Solvents play an indispensable role in numerous chemical processes, including gas absorption, extraction, and reactions, which makes solvent selection one of the critical decisions in early-stage chemical process design. Given the vast number of potential solvents and their mixtures, solely experimental evaluation of their properties is prohibitively time- and cost-intensive. The infinite dilution activity coefficient is a fundamental thermodynamic property widely used to characterize liquid mixtures, especially for describing phase and chemical equilibria.
In this study, researchers developed a hybrid COSMO-SAC-ML workflow that delivers fast and quantitative predictions of infinite dilution activity coefficient. To circumvent labor-intensive and time-consuming quantum chemistry calculations, a multi-task deep learning model was developed to predict the σ-profile and molecular cavity volume as essential inputs for COSMO-SAC calculation. The prediction model achieved high predictive accuracy, with R² values of 0.982 for σ-profile and 0.997 for molecular cavity volume. The model exhibits excellent capability in distinguishing stereoisomers, cis/trans isomers, protonated/deprotonated species, and is also applicable to ionic liquids.
Based on the constructed prediction model, the original COSMO-SAC was evaluated on over 20000 experimental data points. Results revealed significant limitations, with a mean absolute error of 0.944 and a negative R² value of -0.443, indicating that the original model sometimes provides only qualitative rather than quantitative predictions, exhibiting particularly large errors for hydrogen-bonding mixtures such as halogenated-alcohols mixtures.
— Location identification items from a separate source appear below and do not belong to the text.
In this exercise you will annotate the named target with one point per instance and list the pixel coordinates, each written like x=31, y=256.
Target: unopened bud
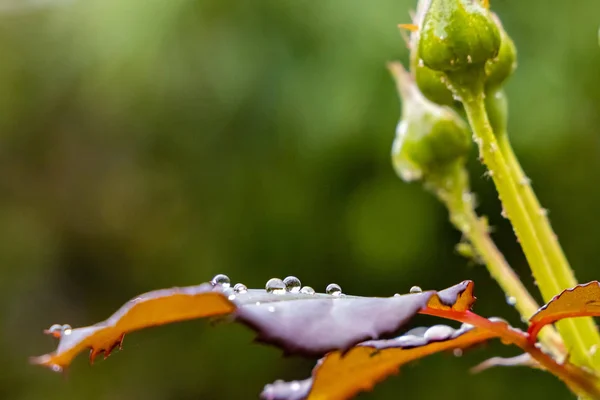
x=457, y=35
x=429, y=137
x=500, y=68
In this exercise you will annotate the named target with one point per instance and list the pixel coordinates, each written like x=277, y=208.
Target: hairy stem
x=453, y=191
x=548, y=278
x=579, y=381
x=548, y=239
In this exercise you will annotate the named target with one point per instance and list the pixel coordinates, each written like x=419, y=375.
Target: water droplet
x=292, y=284
x=307, y=290
x=333, y=289
x=466, y=327
x=221, y=279
x=240, y=288
x=275, y=286
x=438, y=332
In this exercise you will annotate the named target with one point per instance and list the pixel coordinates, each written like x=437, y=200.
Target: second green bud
x=429, y=138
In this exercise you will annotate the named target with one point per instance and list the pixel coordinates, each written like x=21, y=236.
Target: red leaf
x=341, y=376
x=580, y=301
x=154, y=308
x=329, y=322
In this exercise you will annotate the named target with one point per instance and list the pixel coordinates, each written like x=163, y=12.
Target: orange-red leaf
x=341, y=376
x=154, y=308
x=329, y=322
x=580, y=301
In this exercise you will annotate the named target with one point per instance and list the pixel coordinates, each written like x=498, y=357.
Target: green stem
x=585, y=326
x=453, y=190
x=547, y=275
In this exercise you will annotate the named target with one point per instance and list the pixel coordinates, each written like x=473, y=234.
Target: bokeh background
x=149, y=143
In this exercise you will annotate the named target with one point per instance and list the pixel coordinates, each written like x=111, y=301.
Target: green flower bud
x=498, y=69
x=458, y=34
x=429, y=138
x=431, y=83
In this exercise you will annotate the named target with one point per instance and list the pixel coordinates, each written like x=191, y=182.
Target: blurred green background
x=150, y=143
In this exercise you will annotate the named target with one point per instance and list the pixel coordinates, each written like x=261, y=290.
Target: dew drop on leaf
x=438, y=332
x=292, y=284
x=240, y=288
x=221, y=279
x=307, y=290
x=333, y=289
x=275, y=286
x=66, y=329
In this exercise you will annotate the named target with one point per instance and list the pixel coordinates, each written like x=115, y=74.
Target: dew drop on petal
x=66, y=329
x=307, y=290
x=438, y=332
x=275, y=286
x=333, y=289
x=292, y=284
x=240, y=288
x=221, y=279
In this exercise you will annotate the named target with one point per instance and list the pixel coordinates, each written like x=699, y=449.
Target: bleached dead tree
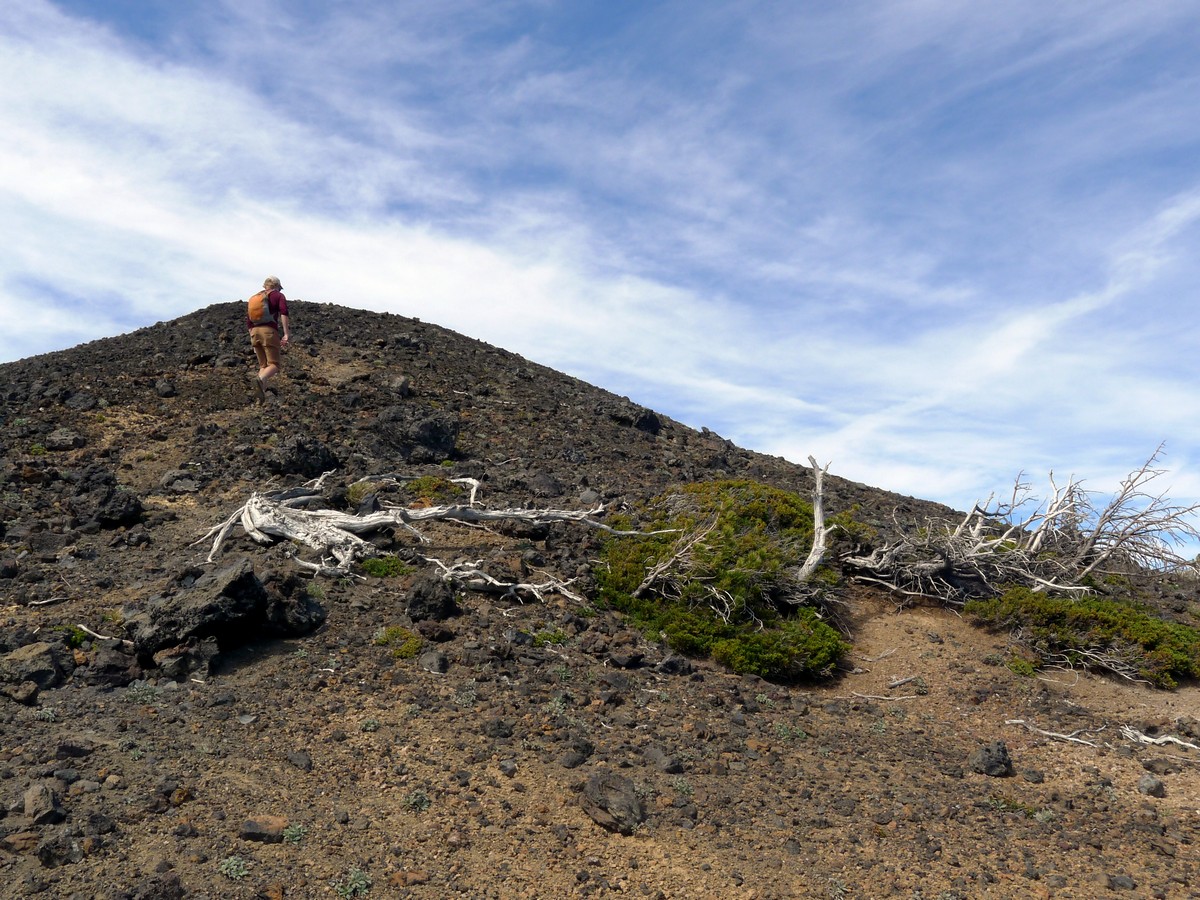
x=821, y=532
x=336, y=535
x=1050, y=545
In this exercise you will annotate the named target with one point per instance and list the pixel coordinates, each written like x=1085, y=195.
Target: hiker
x=267, y=311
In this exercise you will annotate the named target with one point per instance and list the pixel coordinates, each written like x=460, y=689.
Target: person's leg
x=274, y=360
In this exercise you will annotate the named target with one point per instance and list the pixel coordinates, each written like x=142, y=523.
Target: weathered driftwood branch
x=1049, y=546
x=274, y=516
x=471, y=577
x=1134, y=735
x=820, y=531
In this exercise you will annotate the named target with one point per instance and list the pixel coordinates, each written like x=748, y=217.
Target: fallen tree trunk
x=268, y=517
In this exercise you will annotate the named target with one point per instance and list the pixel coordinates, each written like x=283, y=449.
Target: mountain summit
x=191, y=706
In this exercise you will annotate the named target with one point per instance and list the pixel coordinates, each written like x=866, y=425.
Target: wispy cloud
x=935, y=241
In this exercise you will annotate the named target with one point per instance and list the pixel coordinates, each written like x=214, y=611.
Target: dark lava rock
x=1151, y=786
x=298, y=455
x=417, y=435
x=39, y=663
x=231, y=605
x=430, y=598
x=612, y=803
x=111, y=664
x=991, y=760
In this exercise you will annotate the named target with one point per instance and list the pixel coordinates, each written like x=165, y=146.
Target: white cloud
x=933, y=241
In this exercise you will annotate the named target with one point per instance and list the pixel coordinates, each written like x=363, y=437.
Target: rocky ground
x=243, y=730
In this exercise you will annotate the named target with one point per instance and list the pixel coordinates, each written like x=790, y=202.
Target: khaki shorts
x=265, y=341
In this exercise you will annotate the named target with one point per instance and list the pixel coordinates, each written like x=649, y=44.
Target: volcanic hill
x=244, y=727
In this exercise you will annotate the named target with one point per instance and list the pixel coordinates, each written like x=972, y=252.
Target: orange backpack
x=259, y=311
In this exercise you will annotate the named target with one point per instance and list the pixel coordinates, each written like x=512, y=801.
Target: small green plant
x=417, y=801
x=357, y=883
x=557, y=636
x=1122, y=636
x=73, y=635
x=387, y=567
x=403, y=642
x=1006, y=804
x=725, y=555
x=790, y=732
x=358, y=492
x=466, y=696
x=432, y=490
x=233, y=868
x=141, y=693
x=1021, y=666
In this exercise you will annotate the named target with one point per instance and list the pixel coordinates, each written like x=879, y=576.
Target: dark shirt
x=279, y=306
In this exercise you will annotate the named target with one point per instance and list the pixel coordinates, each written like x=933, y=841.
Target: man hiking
x=265, y=312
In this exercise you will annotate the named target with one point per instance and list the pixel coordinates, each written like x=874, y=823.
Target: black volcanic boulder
x=612, y=802
x=417, y=435
x=101, y=499
x=231, y=605
x=430, y=599
x=298, y=455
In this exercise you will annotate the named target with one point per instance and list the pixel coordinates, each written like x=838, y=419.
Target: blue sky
x=934, y=241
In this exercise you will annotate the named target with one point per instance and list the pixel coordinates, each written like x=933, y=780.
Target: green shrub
x=358, y=492
x=730, y=600
x=233, y=868
x=433, y=490
x=358, y=883
x=73, y=636
x=1120, y=635
x=387, y=567
x=403, y=643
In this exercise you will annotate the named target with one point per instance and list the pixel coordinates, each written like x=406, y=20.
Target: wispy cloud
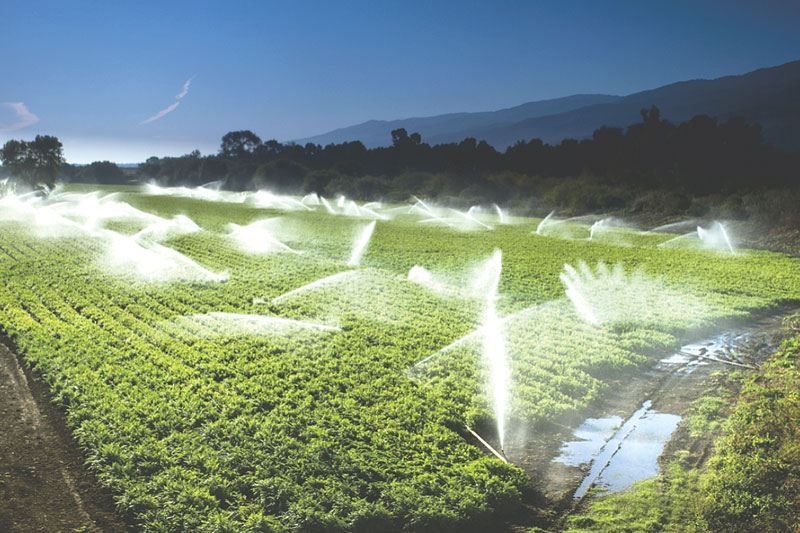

To enhance performance, four adjustable parameters within COSMO-SAC were optimized using the experimental data set. Parameter optimization yielded substantial improvement, reducing mean absolute error to 0.510 and increasing R² to 0.625. To further elevate predictive performance, boosting ensemble learning was implemented to predict residuals between experimental values and optimized COSMO-SAC predictions. The resulting hybrid COSMO-SAC-ML model achieved a remarkably low mean absolute error of 0.102, representing an 89.2% reduction compared to the original model, alongside a high R² value of 0.969.
The proposed COSMO-SAC-ML strategy showcases how classical thermodynamics and modern machine learning can complement each other to achieve both accuracy and physical insight, offering a robust platform for high-throughput solvent screening and broader mixture-property prediction. This accurate and efficient approach broadens the practical applicability of σ-profile and molecular cavity volume prediction, as well as infinite dilution activity coefficient calculations based on COSMO-SAC, facilitating high-throughput solvent screening for diverse chemical engineering applications.
DOI
10.1007/s11705-026-2625-y